Rebuilding my identity from 'data' to 'data and AI'
AI
An enterprise architect's journey from traditional data architecture to building modern systems where deterministic pipelines and agentic LLMs cooperate.
For years, my professional gravity was data. My world was schemas and pipelines—deterministic systems built for correctness. Then AI arrived, not as a new tool to learn, but as a new kind of physics with different rules. Integrating it was more than a technical challenge; it required rebuilding a professional identity forged over two decades.
The label "data architect" started to feel incomplete. It described a world of knowable, testable logic. But the systems I build now must handle both deterministic facts and probabilistic reasoning.
From Deterministic to Probabilistic
My comfort zone was the structured world of SQL, ACID compliance, and idempotent operations. The goal was to build durable, boring systems that worked flawlessly at 3 AM when a critical business report was due. When large language models entered the mainstream, my first instinct was to fit them into this old map. This was a category error.
Trying to manage a probabilistic system with the mental models for a relational database is a recipe for frustration. The initial failure I saw—in my own thinking and across the industry—was treating an LLM as a drop-in replacement for a deterministic component. We'd expect perfectly structured JSON every time without building the necessary validation and retry logic. We'd expect factual precision without giving the model the tools to query a real database. The old map led us to expect a familiar reliability from a fundamentally new technology.
The 'Bolt-On' Phase
The next logical step was what I call the "bolt-on" phase. Here, we append AI to the side of existing systems. A classic data pipeline runs, and at the very end, it makes a one-way call to a model. For example, taking structured product descriptions, pushing them through an embedding model, and loading the vectors into a database for semantic search. It works, and it can deliver value.
But architecturally, it’s shallow. The data system and the AI system are strangers. The data pipeline doesn't know what a "good" embedding is, and the AI system can't influence its upstream data sources. This pattern is seductive because it isolates the "weird" AI part from the "safe" deterministic core. It minimizes risk, but it also minimizes potential.
A Cooperative Architecture
The identity shift crystalized for me when I stopped designing one-way flows and started designing cooperative systems. In this model, deterministic and agentic components are peers, each playing to its strengths. It reminds me of Andrej Karpathy's point in his "State of GPT" talk, where he frames LLMs as a fast, intuitive "System 1" brain. For reliable outputs, they need to be coupled with a slow, deliberate "System 2"—which, in our world, is code and deterministic data APIs.
Consider answering a question like, "How did our top product sales in Europe compare to marketing spend last quarter?" A cooperative system works differently than a simple RAG pipeline:
- An agentic orchestrator parses the user's intent. It identifies the need for two specific, factual pieces of data.
- It calls two separate, deterministic tools. The first is a hardened API that executes a SQL query against the sales warehouse. The second queries the marketing spend database.
- These tools return structured, accurate data—JSON objects, not guesses.
- Only now does the LLM do what it excels at: taking these factual inputs and synthesizing a plain-language summary.

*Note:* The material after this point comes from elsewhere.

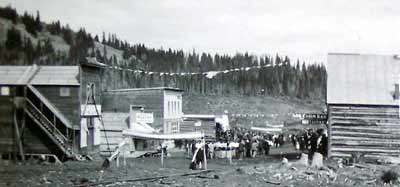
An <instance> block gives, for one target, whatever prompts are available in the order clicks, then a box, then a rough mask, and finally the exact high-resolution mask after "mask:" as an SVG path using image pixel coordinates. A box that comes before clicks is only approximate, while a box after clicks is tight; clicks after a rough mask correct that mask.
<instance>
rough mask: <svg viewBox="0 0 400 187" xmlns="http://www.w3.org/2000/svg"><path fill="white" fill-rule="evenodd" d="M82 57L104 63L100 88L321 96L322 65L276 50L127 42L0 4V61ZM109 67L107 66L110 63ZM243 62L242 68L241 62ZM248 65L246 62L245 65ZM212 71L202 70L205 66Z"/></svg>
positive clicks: (63, 64)
mask: <svg viewBox="0 0 400 187" xmlns="http://www.w3.org/2000/svg"><path fill="white" fill-rule="evenodd" d="M86 57H93V58H96V59H97V61H99V62H102V63H104V64H106V65H108V68H105V69H104V71H103V72H102V74H103V76H102V77H103V79H104V82H105V83H106V84H104V86H105V87H104V88H103V89H118V88H129V87H130V88H132V87H154V86H170V87H179V88H182V89H184V90H185V91H186V92H185V93H187V94H191V95H196V94H201V95H245V96H246V95H248V96H250V95H252V96H260V95H266V96H288V97H291V98H296V97H297V98H299V99H317V100H320V101H321V100H324V99H325V86H326V71H325V67H324V66H322V65H320V64H311V63H304V62H302V61H300V60H296V61H294V62H293V61H292V60H291V59H290V58H289V57H287V56H280V55H278V54H273V55H263V56H255V55H251V54H248V53H247V52H244V53H237V54H236V55H226V54H208V53H198V52H196V51H192V52H184V51H183V50H173V49H162V48H159V49H154V48H148V47H146V46H145V45H143V44H130V43H128V42H127V41H124V40H121V39H120V38H118V37H117V36H116V35H115V34H106V33H103V34H102V36H97V35H94V36H93V35H91V34H90V33H87V32H86V31H85V29H84V28H81V29H80V30H78V31H73V30H71V29H70V28H69V26H68V25H62V24H61V23H60V21H56V22H52V23H43V22H42V21H41V20H40V14H39V12H37V13H36V14H35V15H32V14H29V13H27V12H25V13H24V14H23V15H18V14H17V12H16V11H15V9H13V8H11V7H2V8H1V7H0V63H1V64H3V65H4V64H13V65H30V64H34V63H35V64H41V65H76V64H79V63H80V62H83V61H85V60H86V59H87V58H86ZM110 67H112V68H110ZM246 67H247V68H246ZM249 67H252V68H249ZM210 71H212V72H215V73H214V75H213V76H206V74H207V72H208V73H209V72H210Z"/></svg>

Here, the deterministic pipeline provides the facts. The agentic model provides the reasoning and interface. My role is no longer just building the pipeline; it's designing the entire chassis that lets them cooperate safely.
Building for the Seam
This new identity isn't about knowing a few AI libraries. The real craft is in understanding the trade-offs at the seam between these two worlds. It's having the production experience to ask the right questions about any new feature:
- Which part demands absolute, deterministic correctness? Build that with boring code and a SQL database.
- Which part requires flexibility or semantic understanding? That's a job for an LLM-powered agent.
- How will we handle failure when the probabilistic part returns a low-confidence answer? Do we fall back to a deterministic path or ask for clarification?
- What are the cost curves? A complex SQL query has a different cost profile than a call to a powerful proprietary model. Which is appropriate here?
My background in data engineering isn't a legacy to overcome. It is the foundation for building reliable AI systems because I understand the unglamorous truths of data quality, latency, and cost that slick demos ignore. For any data professional feeling this shift, the path forward is to build. Start with a small, integrated system that forces you to confront these architectural seams. That is where the real learning happens.